Und das kleine Zimmer wird enger und enger, und immer mehr Schwesternbrüdercousins kommen vom Land in die Stadt, die immer größer und größer wird, und es ist kein Platz mehr da zum Tanzen, kein Hühnchen mehr für Curry, und wenn doch, dann ist es zu teuer, und ein kleines Mädchen wird erstochen, bloß weil jemand weiß, dass sie ihr Geld fürs Mittagessen immer dienstags kriegt, und Jungs wie ich werden immer älter und gehen kaum noch zur Schule und können nicht lesen, wollen Coca-Cola, aber Geld liegt keins auf der Straße, also wollen sie ins Studio, einen Song aufnehmen, einen Hit landen und mit dem Riddim aus dem Getto reiten, aber Copenhagen City und die Eight Lanes sind einfach zu groß, und jedes Mal, wenn du die Grenze erreichst, schiebt sie sich ein Stück weiter, läuft vor dir davon wie dein eigener Schatten, und die ganze Welt wird zum Getto, und du wartest.

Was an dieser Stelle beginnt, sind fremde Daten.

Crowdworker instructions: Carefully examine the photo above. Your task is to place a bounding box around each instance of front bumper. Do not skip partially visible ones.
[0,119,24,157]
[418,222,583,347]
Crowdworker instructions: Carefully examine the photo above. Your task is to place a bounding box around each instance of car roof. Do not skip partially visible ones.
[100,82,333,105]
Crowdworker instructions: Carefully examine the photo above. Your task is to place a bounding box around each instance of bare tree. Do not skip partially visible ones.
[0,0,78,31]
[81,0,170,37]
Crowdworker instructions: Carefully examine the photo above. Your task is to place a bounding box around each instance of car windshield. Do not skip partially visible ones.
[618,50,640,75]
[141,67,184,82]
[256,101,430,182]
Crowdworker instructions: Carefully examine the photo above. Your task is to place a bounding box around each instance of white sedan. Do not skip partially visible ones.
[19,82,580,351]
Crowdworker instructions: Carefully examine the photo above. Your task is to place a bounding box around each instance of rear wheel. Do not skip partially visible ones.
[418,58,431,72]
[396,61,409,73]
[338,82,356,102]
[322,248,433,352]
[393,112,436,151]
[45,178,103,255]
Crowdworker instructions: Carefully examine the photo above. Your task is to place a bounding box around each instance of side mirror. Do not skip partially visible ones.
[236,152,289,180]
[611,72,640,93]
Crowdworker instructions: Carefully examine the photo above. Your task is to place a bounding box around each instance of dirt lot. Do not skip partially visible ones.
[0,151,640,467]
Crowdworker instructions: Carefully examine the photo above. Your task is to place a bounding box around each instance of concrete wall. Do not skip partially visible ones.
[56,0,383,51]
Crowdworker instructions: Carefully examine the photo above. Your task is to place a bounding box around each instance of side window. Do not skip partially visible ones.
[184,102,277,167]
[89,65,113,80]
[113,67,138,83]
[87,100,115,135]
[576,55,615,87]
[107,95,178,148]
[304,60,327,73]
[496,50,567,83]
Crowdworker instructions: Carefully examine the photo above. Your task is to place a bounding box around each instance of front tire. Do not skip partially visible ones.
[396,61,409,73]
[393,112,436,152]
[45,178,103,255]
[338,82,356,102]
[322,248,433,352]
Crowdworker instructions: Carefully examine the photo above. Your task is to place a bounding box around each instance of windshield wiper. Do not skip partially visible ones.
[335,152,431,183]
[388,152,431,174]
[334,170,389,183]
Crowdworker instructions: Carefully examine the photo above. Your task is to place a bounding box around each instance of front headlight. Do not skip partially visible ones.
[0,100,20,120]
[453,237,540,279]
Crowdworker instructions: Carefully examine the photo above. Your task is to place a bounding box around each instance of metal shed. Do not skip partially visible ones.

Ich sehe, wie du hungrig wartest und weißt, es wäre reines Glück, und du lungerst im Studio herum, und Desmond Dekker sagt dem Mann am Pult, er soll dir mal ´ne Chance geben, und der gibt dir diese Chance, weil er den Hunger in deiner Stimme hört, noch bevor du überhaupt was gesungen hast. Du nimmst einen Song auf, aber es wird kein Hit, ist viel zu nett fürs Getto, sogar damals schon, weil solche netten Liedchen den Leuten das Leben nicht mehr leichter machen. Wir sehen, wie du dich schwer ins Zeug legst und versuchst, dich zwölf Inches größer zu quatschen, und wir wollen, dass du´s vermasselst. Und keiner will dich als Rudeboy haben, weil du aussiehst wie einer, dem man nicht trauen kann.

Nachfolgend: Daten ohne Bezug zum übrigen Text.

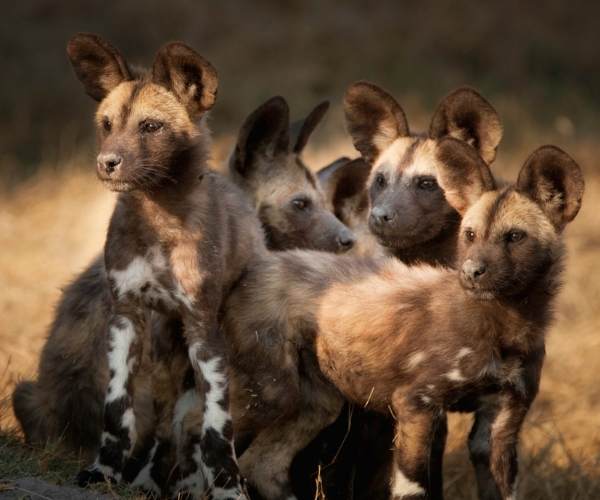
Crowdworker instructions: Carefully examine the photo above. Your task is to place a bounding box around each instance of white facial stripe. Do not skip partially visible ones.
[106,316,135,403]
[392,470,425,498]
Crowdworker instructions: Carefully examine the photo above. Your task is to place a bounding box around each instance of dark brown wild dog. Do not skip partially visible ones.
[58,34,265,499]
[13,89,353,489]
[292,82,502,500]
[226,138,584,500]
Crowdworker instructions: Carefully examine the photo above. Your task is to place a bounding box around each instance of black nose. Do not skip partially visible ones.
[338,231,356,252]
[97,153,123,175]
[370,207,394,226]
[462,259,487,281]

Und als du nach Delaware verschwindest und wieder zurückkommst, versuchst du´s mit Ska, aber Ska ist schon längst aus dem Getto abgehauen und ins Villenviertel gezogen. Ska nimmt ein Flugzeug ins Ausland und zeigt den weißen Leuten, dass es bloß so was Ähnliches ist wie Twist. Da sind die Syrer und die Libanesen vielleicht stolz drauf, aber als wir euch in der Zeitung gesehen haben, wie ihr mit der Stewardess in die Kamera grinst, waren wir nicht stolz, sondern fanden es bescheuert. Du nimmst noch einen Song auf, und der wird ein Hit. Aber mit einem Hit allein kommst du nicht aus dem Getto, schon gar nicht, wenn du ihn für ´nen Vampir aufnimmst. Ein einziger Hit macht dich noch nicht zu einer Skeeter Davis oder zu dem Typen mit den Gunfighter Ballads.

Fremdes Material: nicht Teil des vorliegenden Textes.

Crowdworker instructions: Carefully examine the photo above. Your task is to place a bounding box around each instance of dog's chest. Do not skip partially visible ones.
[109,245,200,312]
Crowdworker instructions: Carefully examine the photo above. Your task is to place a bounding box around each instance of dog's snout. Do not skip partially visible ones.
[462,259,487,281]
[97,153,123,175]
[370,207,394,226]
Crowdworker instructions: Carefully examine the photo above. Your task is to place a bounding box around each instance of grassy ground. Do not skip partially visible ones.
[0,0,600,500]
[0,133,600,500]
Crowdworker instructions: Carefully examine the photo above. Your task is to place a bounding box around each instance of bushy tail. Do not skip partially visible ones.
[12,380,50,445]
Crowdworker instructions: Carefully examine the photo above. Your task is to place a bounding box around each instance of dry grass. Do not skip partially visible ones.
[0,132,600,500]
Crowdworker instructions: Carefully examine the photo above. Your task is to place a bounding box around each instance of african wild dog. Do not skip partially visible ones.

Als ich aus meiner Mutter geflutscht bin, hat sie aufgegeben. Der Priester behauptet, es gäbe eine Leere in uns, die nur Gott füllen kann, aber hier im Getto können die Leute die Leere nur mit Leere füllen. Neunzehn-zweiundsiebzig ist überhaupt nicht wie 1962, und die Leute flüstern, weil sie nicht laut sagen dürfen, dass Artie Jennings den großen Traum mit ins Jenseits genommen hat, als er plötzlich gestorben ist. Keine Ahnung, was für ein Traum das war. Die Leute sind dumm. Der Traum ist ja nicht weg, die Leute kapieren einfach nur nicht, dass es jetzt ein Albtraum ist, obwohl sie mittendrin stecken. Die Leute ziehen ins Getto, weil Delroy Wilson »Better Must Come« singt und der Mann, der Premierminister wurde, auch. Alles muss besser werden. Ein Mann, der aussieht wie ein Weißer, aber quasselt wie ein Naigger, wenn´s sein muss, singt »Better Must Come«. Eine Frau, die sich anzieht wie die Queen und sich nie fürs Getto interessiert hat, bis Kingston explodiert, singt »Alles muss besser werden«.

Aber erst mal wird´s schlechter.

Wir sehen und warten. Zwei Männer bringen Pistolen und Gewehre ins Getto. Einer zeigt mir, wie man damit umgeht. Aber die Leute im Getto haben sich schon lange davor gegenseitig umgebracht, mit allen möglichen Sachen: Schlagstock, Machete, Messer, Eispickel, Wasserflasche. Sie töten für Essen. Sie töten für Geld. Manchmal wird einer getötet, bloß weil er einen anderen blöd anguckt. Fürs Töten braucht man nicht unbedingt einen Grund. Wir sind hier im Getto. Reiche Leute haben Gründe. Wir haben den Wahnsinn.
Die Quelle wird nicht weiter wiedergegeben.